Celebrating the spirit of being a Hyderabadi
As a Hyderabadi, through this post, I would like to bring to my readers a simple and healthy weekday recipe from Hyderabad 🙂
- 3/4 cup Tuvar/ Toor dal (Pigeon Pea Lentil) masoor dal (or split red lentil) can be used
- 2 tbsp Ghee or butter. Cooking oil can also be used
- 5-6 curry leaves
- 2-3 whole Dried red chilli
- 1 tsp Cumin seeds
- 1 tsp Mustard seeds
- a pinch Asafetida or hing (optional)
- 1/2 tsp Turmeric
- 1/2 tsp Red chilli powder optional
- 1-2 whole Green chili
- 1 tsp garlic paste or 2-3 minced garlic cloves
- 2 tbsp Cilantro for garnish
- Water as required
- Salt to taste
- In a medium bowl, wash the dal (lentils) thoroughly twice and soak it in water for 15 minutes (this will tenderize the dal and will cook faster).
- Transfer the contents of the bowl to a pressure cooker and add sufficient water for cooking. Give it 3 whistles on medium flame. Let it cool. Once cooled, mash the dal into a fine paste.
- Add water to obtain desired consistency and add salt. Add chopped green chili and bring it to a boil.
- In a saute pan, heat ghee and add mustard seeds. Once they sputter, add cumin seeds and fry for 30 seconds. Next add curry leaves, dried red chili and hing.

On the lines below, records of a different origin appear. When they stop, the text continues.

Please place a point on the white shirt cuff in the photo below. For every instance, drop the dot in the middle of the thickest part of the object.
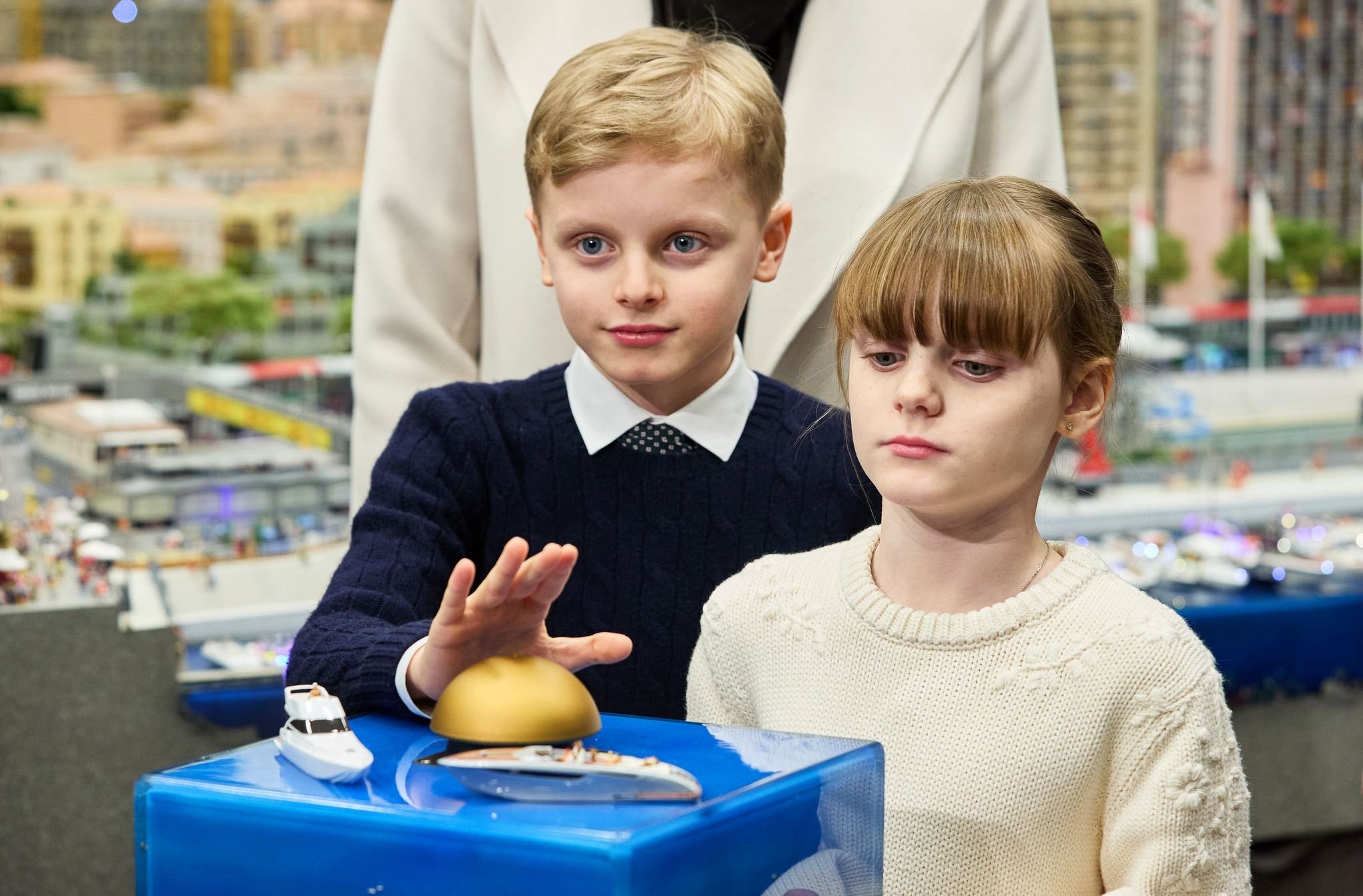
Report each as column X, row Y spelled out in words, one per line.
column 401, row 678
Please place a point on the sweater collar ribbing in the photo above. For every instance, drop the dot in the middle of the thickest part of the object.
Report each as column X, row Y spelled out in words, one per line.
column 960, row 629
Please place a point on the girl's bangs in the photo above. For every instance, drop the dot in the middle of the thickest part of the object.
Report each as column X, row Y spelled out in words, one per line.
column 975, row 279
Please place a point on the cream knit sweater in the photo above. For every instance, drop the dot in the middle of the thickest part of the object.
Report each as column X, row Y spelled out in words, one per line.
column 1069, row 741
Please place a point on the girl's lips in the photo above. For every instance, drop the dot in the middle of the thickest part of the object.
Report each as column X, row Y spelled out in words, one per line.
column 916, row 448
column 918, row 452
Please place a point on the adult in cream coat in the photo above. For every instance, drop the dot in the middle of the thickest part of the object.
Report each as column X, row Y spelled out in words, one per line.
column 884, row 98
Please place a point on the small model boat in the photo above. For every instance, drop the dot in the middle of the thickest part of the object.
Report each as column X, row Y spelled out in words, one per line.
column 317, row 737
column 577, row 774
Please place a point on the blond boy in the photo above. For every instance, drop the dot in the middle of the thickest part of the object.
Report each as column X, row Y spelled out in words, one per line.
column 648, row 469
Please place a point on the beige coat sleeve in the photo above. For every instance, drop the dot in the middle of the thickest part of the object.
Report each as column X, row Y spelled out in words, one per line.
column 416, row 292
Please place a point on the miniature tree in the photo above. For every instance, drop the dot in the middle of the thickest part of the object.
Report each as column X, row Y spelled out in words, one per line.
column 1173, row 266
column 1310, row 248
column 208, row 309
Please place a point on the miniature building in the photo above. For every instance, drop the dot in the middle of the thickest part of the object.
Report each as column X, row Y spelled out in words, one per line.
column 83, row 439
column 239, row 480
column 52, row 237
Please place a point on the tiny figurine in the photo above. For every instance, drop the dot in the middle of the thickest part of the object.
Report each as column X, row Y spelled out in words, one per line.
column 317, row 737
column 577, row 774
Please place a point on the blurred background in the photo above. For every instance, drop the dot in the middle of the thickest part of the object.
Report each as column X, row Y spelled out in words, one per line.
column 178, row 230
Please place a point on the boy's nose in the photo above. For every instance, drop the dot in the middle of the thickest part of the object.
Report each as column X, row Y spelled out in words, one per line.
column 640, row 285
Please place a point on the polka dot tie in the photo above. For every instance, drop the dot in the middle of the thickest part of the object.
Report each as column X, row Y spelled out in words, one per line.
column 658, row 439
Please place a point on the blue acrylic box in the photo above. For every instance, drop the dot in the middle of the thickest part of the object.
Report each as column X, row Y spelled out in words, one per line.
column 779, row 814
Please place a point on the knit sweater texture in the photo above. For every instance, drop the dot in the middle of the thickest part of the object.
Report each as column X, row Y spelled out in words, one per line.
column 472, row 465
column 1069, row 741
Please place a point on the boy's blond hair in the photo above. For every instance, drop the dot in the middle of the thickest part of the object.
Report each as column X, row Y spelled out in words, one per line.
column 668, row 92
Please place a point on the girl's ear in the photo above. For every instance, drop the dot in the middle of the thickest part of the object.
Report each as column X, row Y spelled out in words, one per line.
column 1087, row 399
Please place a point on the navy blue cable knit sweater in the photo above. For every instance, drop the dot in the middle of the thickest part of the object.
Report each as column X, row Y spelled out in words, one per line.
column 473, row 465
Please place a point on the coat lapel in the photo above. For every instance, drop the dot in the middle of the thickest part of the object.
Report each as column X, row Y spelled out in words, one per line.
column 533, row 39
column 863, row 86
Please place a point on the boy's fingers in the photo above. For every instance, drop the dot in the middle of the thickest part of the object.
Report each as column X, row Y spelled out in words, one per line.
column 558, row 576
column 594, row 650
column 456, row 593
column 496, row 587
column 532, row 572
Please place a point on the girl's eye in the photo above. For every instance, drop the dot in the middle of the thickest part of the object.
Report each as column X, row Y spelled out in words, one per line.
column 978, row 368
column 685, row 244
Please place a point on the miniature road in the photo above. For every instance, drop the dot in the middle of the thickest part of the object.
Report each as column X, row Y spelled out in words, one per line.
column 1156, row 506
column 240, row 594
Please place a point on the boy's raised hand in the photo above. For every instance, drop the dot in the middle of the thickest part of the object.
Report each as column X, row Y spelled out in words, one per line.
column 504, row 617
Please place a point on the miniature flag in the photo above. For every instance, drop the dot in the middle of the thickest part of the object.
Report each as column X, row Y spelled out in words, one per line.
column 1263, row 233
column 1145, row 252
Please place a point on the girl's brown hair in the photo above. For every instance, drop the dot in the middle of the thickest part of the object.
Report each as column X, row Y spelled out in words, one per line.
column 1001, row 263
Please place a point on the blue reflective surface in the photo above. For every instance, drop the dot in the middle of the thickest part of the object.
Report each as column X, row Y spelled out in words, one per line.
column 248, row 820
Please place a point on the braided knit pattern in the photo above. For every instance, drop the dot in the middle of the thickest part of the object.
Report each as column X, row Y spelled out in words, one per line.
column 472, row 465
column 1069, row 741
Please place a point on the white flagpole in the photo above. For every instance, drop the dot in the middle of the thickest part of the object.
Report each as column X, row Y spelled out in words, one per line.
column 1261, row 221
column 1256, row 322
column 1136, row 256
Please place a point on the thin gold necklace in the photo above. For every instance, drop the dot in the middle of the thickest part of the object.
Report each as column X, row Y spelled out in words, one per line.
column 1044, row 557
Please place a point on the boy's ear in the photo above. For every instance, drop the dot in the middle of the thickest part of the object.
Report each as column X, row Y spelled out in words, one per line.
column 538, row 245
column 776, row 235
column 1088, row 399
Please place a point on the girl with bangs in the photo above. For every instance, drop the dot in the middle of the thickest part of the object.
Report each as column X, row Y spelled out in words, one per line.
column 1048, row 729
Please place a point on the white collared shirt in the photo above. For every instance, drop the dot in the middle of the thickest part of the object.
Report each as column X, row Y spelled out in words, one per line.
column 715, row 420
column 603, row 413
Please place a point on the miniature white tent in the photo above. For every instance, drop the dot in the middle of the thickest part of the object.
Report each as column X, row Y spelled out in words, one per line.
column 92, row 530
column 13, row 560
column 100, row 551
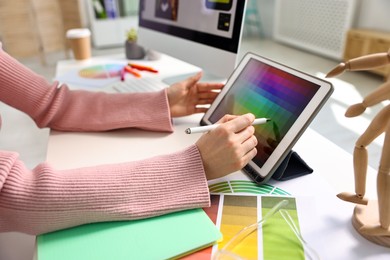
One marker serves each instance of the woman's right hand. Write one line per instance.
(229, 147)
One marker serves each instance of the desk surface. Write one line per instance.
(333, 237)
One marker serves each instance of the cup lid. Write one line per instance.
(78, 33)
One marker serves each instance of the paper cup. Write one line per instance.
(80, 42)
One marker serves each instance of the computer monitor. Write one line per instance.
(205, 33)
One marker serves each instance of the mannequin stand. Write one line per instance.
(368, 215)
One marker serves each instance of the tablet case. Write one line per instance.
(291, 167)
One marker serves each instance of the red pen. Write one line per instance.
(132, 71)
(142, 67)
(123, 72)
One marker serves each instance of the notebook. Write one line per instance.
(168, 236)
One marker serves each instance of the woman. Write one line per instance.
(45, 199)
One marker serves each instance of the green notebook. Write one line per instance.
(168, 236)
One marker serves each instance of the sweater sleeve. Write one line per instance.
(44, 199)
(57, 107)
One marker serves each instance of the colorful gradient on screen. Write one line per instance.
(267, 92)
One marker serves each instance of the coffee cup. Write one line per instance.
(80, 43)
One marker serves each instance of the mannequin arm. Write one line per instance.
(365, 62)
(380, 94)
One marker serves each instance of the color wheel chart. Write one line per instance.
(244, 203)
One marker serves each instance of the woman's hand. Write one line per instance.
(229, 147)
(185, 97)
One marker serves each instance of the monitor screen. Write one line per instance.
(205, 33)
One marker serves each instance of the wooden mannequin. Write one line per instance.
(370, 218)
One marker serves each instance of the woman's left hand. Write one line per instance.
(191, 96)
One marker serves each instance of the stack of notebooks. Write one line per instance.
(169, 236)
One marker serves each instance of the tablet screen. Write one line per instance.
(269, 92)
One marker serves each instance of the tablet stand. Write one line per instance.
(291, 167)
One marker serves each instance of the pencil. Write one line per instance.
(202, 129)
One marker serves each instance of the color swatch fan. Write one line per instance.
(101, 71)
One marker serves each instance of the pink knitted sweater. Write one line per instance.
(45, 199)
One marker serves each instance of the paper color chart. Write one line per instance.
(267, 92)
(275, 240)
(243, 186)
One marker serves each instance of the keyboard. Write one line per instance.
(145, 84)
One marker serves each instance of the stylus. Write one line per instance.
(202, 129)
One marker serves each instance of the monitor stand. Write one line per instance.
(206, 77)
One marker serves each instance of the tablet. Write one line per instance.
(268, 89)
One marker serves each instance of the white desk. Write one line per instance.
(334, 237)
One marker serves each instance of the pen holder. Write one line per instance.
(292, 166)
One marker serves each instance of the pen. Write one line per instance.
(132, 71)
(202, 129)
(142, 67)
(123, 74)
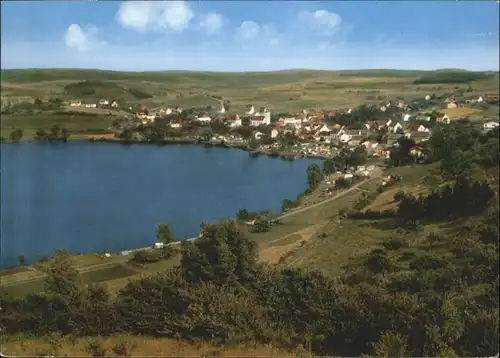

- Fry for another 30 seconds and add garlic paste. Cook another 30 seconds (or until the pungent aroma of garlic disappears).
- Next add turmeric and red chili powder, give it a quick stir and add it to the boiling dal.
- Let it boil for another 5-7 minutes. This will allow the flavors to be well absorbed in the dal.
- Remove from heat and transfer into a serving dish. Garnish with cilantro and enjoy with hot rice!